3
votes

So here's a stupid idea...

I created (many) DAG(s) in airflow... and it works... however, i would like to package it up somehow so that i could run a single DAG Run without having airflow installed; ie have it self contained so i don't need all the web servers, databases etc.

I mostly instantiate new DAG Run's with trigger dag anyway, and i noticed that the overhead of running airflow appears quite high (workers have high loads doing essentially nothing, it can sometimes take 10's of seconds before dependent tasks are queued etc).

i'm not too bothered about all the logging etc.

3

3 Answers

1
votes

It sounds like your main concern is the waste of resources by the idling workers more so than the waste of Airflow itself.

I would suggest running Airflow with the LocalExecutor on a single box. This will give you the benefits of concurrent execution without the hassle of managing workers.

As for the database - there is no way to remove the database component without modifying airflow source itself. One alternative would be to leverage the SequentialExecutor with SQLite, but this removes the ability to run concurrent tasks and is not recommended for production.

0
votes

First I'd say you need to tweak you airflow setup.

But if that's not an option, then another way is to write your main logic in code outside the DAG. (This is also best practice). For me this makes the code easier to test locally as well.

Writing a shell script is pretty easy to tie a few processes together.

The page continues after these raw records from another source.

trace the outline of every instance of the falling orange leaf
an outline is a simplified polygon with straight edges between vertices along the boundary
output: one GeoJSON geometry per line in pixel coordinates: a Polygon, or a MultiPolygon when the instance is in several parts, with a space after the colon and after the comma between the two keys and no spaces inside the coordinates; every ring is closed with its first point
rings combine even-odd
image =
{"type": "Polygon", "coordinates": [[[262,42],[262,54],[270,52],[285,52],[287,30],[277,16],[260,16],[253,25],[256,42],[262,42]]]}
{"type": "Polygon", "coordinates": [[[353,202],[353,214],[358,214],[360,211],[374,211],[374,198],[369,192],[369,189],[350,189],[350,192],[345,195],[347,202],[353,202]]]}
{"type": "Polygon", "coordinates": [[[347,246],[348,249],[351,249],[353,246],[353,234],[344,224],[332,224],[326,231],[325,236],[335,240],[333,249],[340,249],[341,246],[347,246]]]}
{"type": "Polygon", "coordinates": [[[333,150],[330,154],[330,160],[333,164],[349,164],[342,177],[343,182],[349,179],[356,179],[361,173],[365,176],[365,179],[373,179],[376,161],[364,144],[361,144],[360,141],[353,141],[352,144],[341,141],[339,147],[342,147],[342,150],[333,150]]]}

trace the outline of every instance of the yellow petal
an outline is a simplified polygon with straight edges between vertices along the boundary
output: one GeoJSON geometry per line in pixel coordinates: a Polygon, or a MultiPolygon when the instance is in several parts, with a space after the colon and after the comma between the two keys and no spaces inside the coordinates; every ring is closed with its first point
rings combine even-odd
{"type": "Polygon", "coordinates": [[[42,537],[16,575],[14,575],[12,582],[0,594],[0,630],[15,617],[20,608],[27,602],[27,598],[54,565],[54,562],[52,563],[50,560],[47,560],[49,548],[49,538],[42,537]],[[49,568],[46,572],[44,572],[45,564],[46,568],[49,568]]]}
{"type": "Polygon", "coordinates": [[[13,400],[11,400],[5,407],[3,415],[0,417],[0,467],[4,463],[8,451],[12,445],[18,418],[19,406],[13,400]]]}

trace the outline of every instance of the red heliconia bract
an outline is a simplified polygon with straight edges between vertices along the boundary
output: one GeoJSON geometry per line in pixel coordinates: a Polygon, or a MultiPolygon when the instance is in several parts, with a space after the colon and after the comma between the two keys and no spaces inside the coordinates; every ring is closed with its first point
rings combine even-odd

You won't get the benefit of operators or dependencies, but you probably can script your way around it. And if you can't, just use Airflow.

0
votes

You can create a script which executes airflow operators, although this loses all the meta data that Airflow provides. You still need to have Airflow installed as a Python package, but you don't need to run any webservers, etc. A simple example could look like this:

from dags.my_dag import operator1, operator2, operator3

def main():
    # execute pipeline
    # operator1 -> operator2 -> operator3

    operator1.execute(context={})
    operator2.execute(context={})
    operator3.execute(context={})

if __name__ == "__main__":
    main()